Exploring effects of hypoxia on fish and fisheries in the northern Gulf of Mexico using a dynamic spatially explicit ecosystem model

The formation of an extensive hypoxic area off the Louisiana coast has been well publicized. However, determining the effects of this hypoxic zone on fish and fisheries has proven to be more difficult. The dual effect of nutrient loading on secondary production (positive effects of bottom-up fueling, and negative effects of reduced oxygen levels) impedes the quantification of hypoxia effects on fish and fisheries. The objective of this study was to develop an ecosystem model that is able to separate the two effects, and to evaluate net effects of hypoxia on fish biomass and fisheries landings. An Ecospace model was developed using Ecopath with Ecosim software with an added plug-in to include spatially and temporally dynamic Chlorophyll a (Chl a) and dissolved oxygen (DO) values derived from a coupled physical-biological hypoxia model. Effects of hypoxia were determined by simulating scenarios with DO and Chl a included separately and combined, and a scenario without fish response to Chl a or DO. Fishing fleets were included in the model as well; fleets move to cells with highest revenue following a gravitational model.
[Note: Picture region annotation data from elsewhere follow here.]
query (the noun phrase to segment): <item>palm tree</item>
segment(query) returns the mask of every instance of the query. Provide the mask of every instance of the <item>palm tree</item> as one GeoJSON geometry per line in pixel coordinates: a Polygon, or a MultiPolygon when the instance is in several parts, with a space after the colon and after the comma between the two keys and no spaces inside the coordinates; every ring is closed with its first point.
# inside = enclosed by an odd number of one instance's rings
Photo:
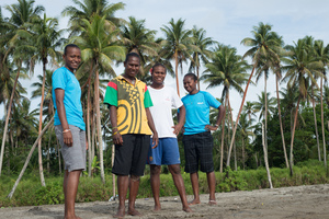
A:
{"type": "MultiPolygon", "coordinates": [[[[281,49],[281,46],[283,45],[282,37],[280,37],[275,32],[271,32],[272,25],[270,24],[263,24],[262,22],[259,23],[258,27],[253,28],[253,35],[254,38],[243,38],[241,43],[243,43],[247,46],[251,46],[251,48],[245,54],[243,57],[250,56],[254,57],[256,56],[256,50],[257,48],[262,45],[263,50],[261,51],[262,54],[258,57],[257,61],[257,71],[256,71],[256,77],[257,80],[256,82],[259,81],[261,76],[264,76],[264,93],[266,92],[268,88],[268,78],[269,78],[269,71],[270,69],[275,72],[275,68],[277,67],[277,64],[280,64],[280,57],[279,53],[281,49]]],[[[266,104],[266,95],[265,95],[265,107],[268,106],[266,104]]],[[[268,129],[268,110],[265,108],[264,111],[264,118],[265,118],[265,125],[264,125],[264,140],[265,140],[265,148],[268,148],[268,138],[266,138],[266,129],[268,129]]]]}
{"type": "Polygon", "coordinates": [[[105,20],[116,26],[125,23],[123,19],[114,16],[116,11],[125,8],[125,4],[122,2],[111,4],[109,4],[107,0],[72,0],[72,2],[77,8],[72,5],[66,7],[61,12],[64,16],[70,16],[71,35],[80,33],[80,27],[84,25],[82,19],[91,21],[94,15],[105,16],[105,20]]]}
{"type": "MultiPolygon", "coordinates": [[[[209,46],[215,44],[211,37],[206,37],[206,31],[204,28],[197,28],[193,26],[192,28],[192,46],[194,51],[192,53],[193,61],[191,61],[189,71],[194,70],[198,78],[198,69],[200,69],[200,59],[207,64],[208,59],[213,55],[212,50],[208,49],[209,46]]],[[[200,89],[200,80],[197,80],[197,88],[200,89]]]]}
{"type": "Polygon", "coordinates": [[[11,32],[9,34],[10,41],[8,42],[9,43],[8,53],[12,53],[13,60],[18,66],[18,70],[16,70],[16,77],[15,77],[15,81],[13,84],[13,89],[11,92],[11,97],[7,111],[7,118],[4,124],[4,131],[3,131],[1,154],[0,154],[0,175],[2,169],[4,141],[5,141],[5,135],[8,129],[9,116],[11,112],[13,96],[16,89],[18,79],[20,77],[23,61],[29,60],[29,56],[31,54],[31,48],[29,47],[30,39],[26,38],[24,33],[31,30],[31,26],[33,26],[33,22],[38,18],[38,14],[42,11],[44,11],[43,7],[37,5],[34,8],[33,4],[34,4],[34,0],[19,0],[19,3],[5,7],[5,9],[11,13],[11,18],[9,20],[10,26],[14,27],[13,28],[14,32],[11,32]]]}
{"type": "Polygon", "coordinates": [[[239,119],[239,125],[238,125],[239,130],[241,132],[241,140],[242,140],[242,165],[243,165],[243,170],[245,170],[245,162],[246,162],[246,159],[245,159],[246,143],[245,142],[248,142],[249,136],[253,136],[252,123],[254,120],[253,118],[247,119],[247,116],[249,116],[247,113],[242,113],[241,117],[239,119]]]}
{"type": "MultiPolygon", "coordinates": [[[[101,177],[103,183],[105,183],[104,168],[103,168],[103,147],[102,147],[102,132],[101,132],[101,115],[100,115],[100,85],[99,85],[99,74],[100,72],[107,72],[110,76],[114,77],[115,72],[112,69],[113,60],[123,61],[125,58],[125,49],[120,45],[117,34],[118,28],[113,27],[105,16],[94,15],[92,22],[89,23],[88,20],[82,19],[84,23],[81,26],[81,36],[73,37],[72,42],[80,46],[81,57],[84,64],[81,69],[86,66],[92,65],[94,72],[91,71],[89,78],[94,73],[94,104],[97,112],[97,129],[98,129],[98,140],[100,150],[100,164],[101,164],[101,177]]],[[[81,74],[80,69],[77,74],[81,74]]],[[[88,110],[89,112],[89,110],[88,110]]]]}
{"type": "Polygon", "coordinates": [[[261,120],[262,118],[265,119],[265,115],[266,116],[271,116],[271,113],[274,113],[275,107],[275,97],[270,97],[270,93],[268,93],[268,95],[265,96],[265,93],[262,92],[261,95],[257,95],[258,96],[258,101],[253,102],[253,108],[257,112],[260,112],[259,115],[259,120],[261,120]],[[268,101],[265,101],[268,100],[268,101]],[[266,110],[268,110],[268,114],[266,114],[266,110]]]}
{"type": "MultiPolygon", "coordinates": [[[[229,103],[229,90],[235,89],[239,93],[242,93],[241,84],[247,81],[246,70],[249,68],[247,61],[241,60],[241,57],[237,55],[237,49],[229,46],[220,45],[217,50],[214,51],[212,60],[205,65],[206,70],[204,71],[201,80],[209,83],[207,88],[214,88],[224,85],[222,92],[222,99],[225,96],[225,111],[229,103]]],[[[229,107],[231,115],[231,110],[229,107]]],[[[224,119],[225,120],[225,119],[224,119]]],[[[223,123],[223,130],[224,130],[223,123]]],[[[222,139],[224,139],[224,131],[222,132],[222,139]]],[[[224,143],[224,142],[223,142],[224,143]]],[[[222,147],[223,147],[222,143],[222,147]]],[[[223,150],[222,150],[223,151],[223,150]]],[[[223,154],[220,158],[223,162],[223,154]]],[[[228,157],[229,162],[229,157],[228,157]]],[[[222,165],[220,165],[222,166],[222,165]]],[[[222,169],[222,168],[220,168],[222,169]]]]}
{"type": "MultiPolygon", "coordinates": [[[[129,23],[122,26],[121,30],[125,48],[128,53],[134,51],[139,55],[141,67],[146,65],[149,56],[158,56],[159,44],[155,42],[156,31],[146,28],[145,20],[129,16],[129,23]]],[[[144,68],[140,68],[140,73],[144,76],[144,68]]]]}
{"type": "Polygon", "coordinates": [[[185,21],[179,19],[174,22],[173,19],[170,20],[169,25],[163,25],[160,30],[164,34],[164,39],[161,43],[163,46],[160,56],[164,57],[166,59],[174,60],[174,76],[175,76],[175,85],[177,92],[180,95],[180,88],[179,88],[179,78],[178,78],[178,68],[181,66],[182,62],[192,57],[190,56],[189,51],[191,50],[191,44],[193,42],[191,34],[191,30],[184,28],[185,21]]]}
{"type": "Polygon", "coordinates": [[[321,67],[322,64],[316,60],[316,57],[308,51],[307,44],[305,39],[298,39],[294,43],[294,46],[287,45],[285,49],[290,53],[287,58],[282,60],[286,64],[283,67],[286,70],[286,74],[283,81],[288,80],[288,85],[292,88],[293,84],[298,87],[299,95],[296,105],[294,127],[291,141],[291,152],[290,152],[290,169],[291,175],[293,175],[293,147],[294,147],[294,136],[297,122],[297,112],[300,100],[305,100],[307,96],[307,89],[309,87],[309,81],[317,85],[315,77],[321,78],[321,67]]]}
{"type": "Polygon", "coordinates": [[[315,53],[318,59],[322,62],[322,74],[320,79],[320,103],[321,103],[321,128],[322,128],[322,142],[324,142],[324,162],[325,166],[327,166],[327,151],[326,151],[326,137],[325,137],[325,122],[324,122],[324,100],[322,100],[322,90],[324,90],[324,82],[322,80],[327,81],[326,78],[326,67],[328,68],[329,65],[329,45],[325,46],[322,41],[315,41],[315,53]]]}

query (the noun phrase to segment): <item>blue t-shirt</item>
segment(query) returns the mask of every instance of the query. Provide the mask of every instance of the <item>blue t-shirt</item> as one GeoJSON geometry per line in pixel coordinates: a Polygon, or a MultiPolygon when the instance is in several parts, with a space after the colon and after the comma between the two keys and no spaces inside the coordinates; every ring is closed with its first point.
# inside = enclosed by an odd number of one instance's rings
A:
{"type": "Polygon", "coordinates": [[[61,67],[54,71],[53,77],[53,102],[55,112],[54,125],[61,125],[56,106],[55,89],[63,89],[64,94],[64,106],[66,112],[66,119],[69,125],[79,127],[86,130],[86,124],[82,117],[82,105],[81,105],[81,88],[76,76],[65,67],[61,67]]]}
{"type": "Polygon", "coordinates": [[[194,135],[206,131],[204,127],[209,125],[209,106],[218,108],[218,102],[206,91],[198,91],[196,94],[188,94],[182,97],[186,108],[186,122],[184,125],[184,135],[194,135]]]}

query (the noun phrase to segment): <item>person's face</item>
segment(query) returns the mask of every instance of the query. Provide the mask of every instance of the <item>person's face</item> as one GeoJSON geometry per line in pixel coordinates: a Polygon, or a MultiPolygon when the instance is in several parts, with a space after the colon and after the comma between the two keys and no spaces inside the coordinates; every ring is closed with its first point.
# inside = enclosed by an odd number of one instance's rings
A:
{"type": "Polygon", "coordinates": [[[129,59],[126,62],[124,62],[124,66],[125,66],[125,76],[127,78],[135,78],[140,67],[139,58],[135,56],[131,56],[129,59]]]}
{"type": "Polygon", "coordinates": [[[194,79],[192,77],[184,77],[184,80],[183,80],[184,89],[189,93],[193,93],[194,91],[196,91],[196,82],[197,81],[194,81],[194,79]]]}
{"type": "Polygon", "coordinates": [[[81,62],[81,51],[79,48],[68,47],[63,58],[65,60],[65,67],[71,72],[75,72],[81,62]]]}
{"type": "Polygon", "coordinates": [[[166,69],[162,66],[157,66],[152,69],[152,83],[162,84],[166,78],[166,69]]]}

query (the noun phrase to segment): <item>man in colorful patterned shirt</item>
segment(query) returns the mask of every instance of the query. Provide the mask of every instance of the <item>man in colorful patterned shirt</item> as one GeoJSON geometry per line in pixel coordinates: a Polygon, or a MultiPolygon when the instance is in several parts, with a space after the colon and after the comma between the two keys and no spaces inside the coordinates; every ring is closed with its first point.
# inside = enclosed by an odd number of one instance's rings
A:
{"type": "Polygon", "coordinates": [[[125,216],[125,198],[128,187],[128,214],[140,215],[135,209],[135,200],[139,176],[144,175],[150,135],[154,135],[154,148],[158,146],[158,132],[148,108],[152,106],[149,91],[146,84],[136,78],[140,67],[138,54],[127,54],[124,67],[124,74],[109,82],[104,97],[104,103],[110,107],[115,145],[112,172],[117,175],[118,208],[114,217],[118,218],[125,216]]]}

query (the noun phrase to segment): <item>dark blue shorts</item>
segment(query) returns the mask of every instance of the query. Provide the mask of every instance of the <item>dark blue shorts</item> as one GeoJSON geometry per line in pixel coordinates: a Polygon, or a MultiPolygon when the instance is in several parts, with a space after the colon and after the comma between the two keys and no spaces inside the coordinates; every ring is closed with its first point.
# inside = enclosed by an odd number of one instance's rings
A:
{"type": "Polygon", "coordinates": [[[155,165],[180,164],[181,159],[177,138],[159,138],[158,147],[155,149],[152,149],[151,139],[148,150],[147,163],[155,165]]]}
{"type": "Polygon", "coordinates": [[[214,171],[213,136],[211,131],[183,136],[185,172],[195,173],[200,170],[205,173],[214,171]]]}
{"type": "Polygon", "coordinates": [[[126,134],[123,145],[115,146],[112,173],[116,175],[144,175],[149,147],[149,135],[126,134]]]}

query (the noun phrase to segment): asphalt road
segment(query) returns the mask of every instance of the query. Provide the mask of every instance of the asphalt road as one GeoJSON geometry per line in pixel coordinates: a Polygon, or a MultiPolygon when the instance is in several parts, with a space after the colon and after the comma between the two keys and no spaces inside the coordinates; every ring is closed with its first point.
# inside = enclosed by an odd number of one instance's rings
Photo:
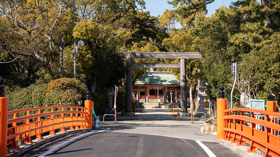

Results of this model suggest that the increases in total fish biomass and fisheries landings as a result of an increase in primary production outweigh the decreases as a result of hypoxic conditions. However, the results also demonstrated that responses were species-specific, and some species such as red snapper (Lutjanus campechanus) did suffer a net loss in biomass. Scenario-analyses with this model could be used to determine the optimal nutrient load reduction from a fisheries perspective.